Ariane Web: Conseil d'État 414088, lecture du 12 décembre 2018
Analyse n° 414088
Conseil d'État

N° 414088
Mentionné aux tables du recueil Lebon

Lecture du mercredi 12 décembre 2018



19-01-03-01 : Contributions et taxes- Généralités- Règles générales d'établissement de l'impôt- Contrôle fiscal-

Information couverte par le secret des correspondances entre l'avocat et son client (art. 66-5 de la loi du 3 décembre 1971) - Possibilité pour le client faisant l'objet d'un contrôle fiscal de lever ce secret - Existence - Conséquence de la révélation d'une telle information à l'administration sur la régularité de la procédure d'imposition - Absence, en cas d'accord préalable du contribuable - Décharge, dans le cas contraire, si cette information fonde tout ou partie de la rectification .
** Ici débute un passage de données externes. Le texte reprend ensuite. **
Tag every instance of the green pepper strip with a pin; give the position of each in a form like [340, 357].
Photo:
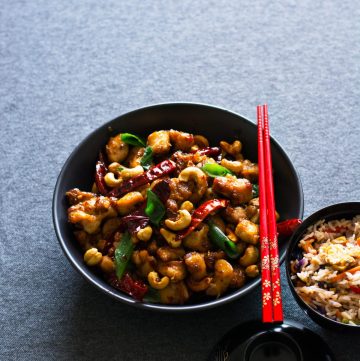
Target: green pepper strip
[146, 159]
[215, 170]
[155, 209]
[123, 254]
[132, 139]
[220, 240]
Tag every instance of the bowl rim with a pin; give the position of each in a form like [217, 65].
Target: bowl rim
[125, 298]
[294, 239]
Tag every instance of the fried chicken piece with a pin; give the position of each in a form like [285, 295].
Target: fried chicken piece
[181, 140]
[234, 214]
[90, 213]
[237, 190]
[76, 196]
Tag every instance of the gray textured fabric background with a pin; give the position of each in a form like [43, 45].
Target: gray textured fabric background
[67, 67]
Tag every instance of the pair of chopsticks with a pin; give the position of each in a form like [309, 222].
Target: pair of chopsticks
[270, 271]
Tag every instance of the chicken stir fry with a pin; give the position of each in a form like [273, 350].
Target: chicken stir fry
[170, 219]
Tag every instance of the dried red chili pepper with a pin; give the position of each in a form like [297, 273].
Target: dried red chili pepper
[337, 229]
[127, 284]
[355, 289]
[211, 151]
[158, 171]
[201, 213]
[100, 172]
[287, 228]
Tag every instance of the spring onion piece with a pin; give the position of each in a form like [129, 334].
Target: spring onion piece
[255, 190]
[155, 209]
[216, 170]
[146, 159]
[132, 139]
[219, 239]
[123, 254]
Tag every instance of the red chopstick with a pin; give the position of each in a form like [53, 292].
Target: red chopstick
[267, 311]
[268, 234]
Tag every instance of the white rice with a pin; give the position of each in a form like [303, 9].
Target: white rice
[325, 256]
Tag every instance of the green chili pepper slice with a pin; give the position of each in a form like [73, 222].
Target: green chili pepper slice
[132, 139]
[123, 254]
[146, 159]
[155, 209]
[152, 296]
[215, 170]
[220, 240]
[255, 190]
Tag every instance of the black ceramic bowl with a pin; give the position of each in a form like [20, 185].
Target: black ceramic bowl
[336, 211]
[216, 124]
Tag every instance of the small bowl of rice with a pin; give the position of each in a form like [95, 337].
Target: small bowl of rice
[323, 266]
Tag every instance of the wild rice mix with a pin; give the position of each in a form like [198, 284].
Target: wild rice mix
[327, 275]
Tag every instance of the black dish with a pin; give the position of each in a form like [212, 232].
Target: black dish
[336, 211]
[216, 124]
[257, 341]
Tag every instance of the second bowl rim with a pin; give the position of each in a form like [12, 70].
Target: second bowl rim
[294, 239]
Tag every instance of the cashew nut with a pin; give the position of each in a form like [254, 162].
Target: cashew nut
[156, 282]
[235, 166]
[111, 181]
[250, 170]
[115, 167]
[89, 214]
[182, 221]
[126, 203]
[170, 238]
[187, 205]
[144, 234]
[92, 257]
[198, 240]
[134, 157]
[110, 227]
[167, 254]
[175, 270]
[127, 173]
[159, 142]
[247, 231]
[218, 221]
[196, 265]
[233, 149]
[252, 271]
[198, 286]
[116, 149]
[198, 177]
[250, 256]
[144, 262]
[201, 141]
[222, 278]
[181, 140]
[174, 293]
[107, 264]
[238, 278]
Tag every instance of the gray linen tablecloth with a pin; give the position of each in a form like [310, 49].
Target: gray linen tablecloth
[67, 67]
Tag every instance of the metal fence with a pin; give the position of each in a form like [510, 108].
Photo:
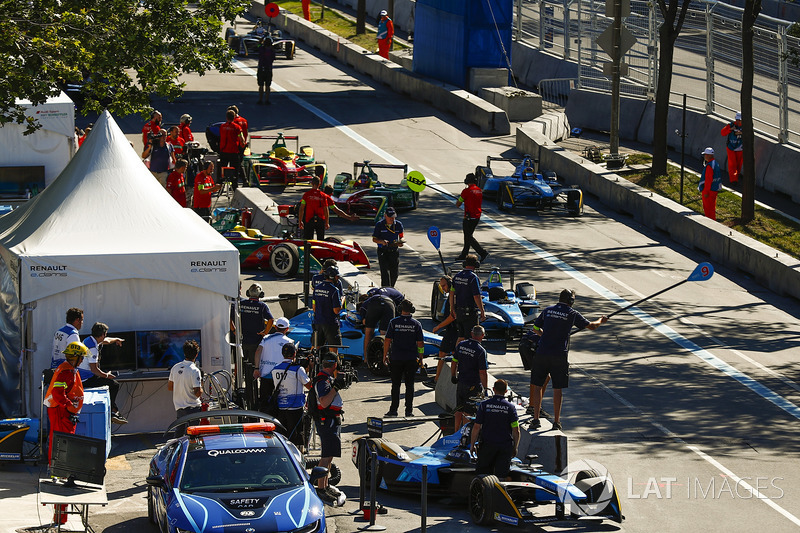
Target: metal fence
[707, 66]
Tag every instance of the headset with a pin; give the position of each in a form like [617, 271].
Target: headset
[255, 291]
Il ressort de l'article 66-5 de la loi n° 71-1130 du 31 décembre 1971, dans sa rédaction issue de la loi n° 97-308 du 7 avril 1997, que l'ensemble des correspondances échangées entre un avocat et son client, et notamment les consultations juridiques rédigées par l'avocat à son intention, sont couvertes par le secret professionnel. Toutefois, la confidentialité des correspondances entre l'avocat et son client ne s'impose qu'au premier et non au second qui, n'étant pas tenu au secret professionnel, peut décider de lever ce secret, sans y être contraint. Ainsi, la circonstance que l'administration ait pris connaissance du contenu d'une correspondance échangée entre un contribuable et son avocat est sans incidence sur la régularité de la procédure d'imposition suivie à l'égard de ce contribuable dès lors que celui-ci a préalablement donné son accord en ce sens. En revanche, la révélation du contenu d'une correspondance échangée entre un contribuable et son avocat vicie la procédure d'imposition menée à l'égard du contribuable et entraîne la décharge de l'imposition lorsque, à défaut de l'accord préalable de ce dernier, le contenu de cette correspondance fonde tout ou partie de la rectification.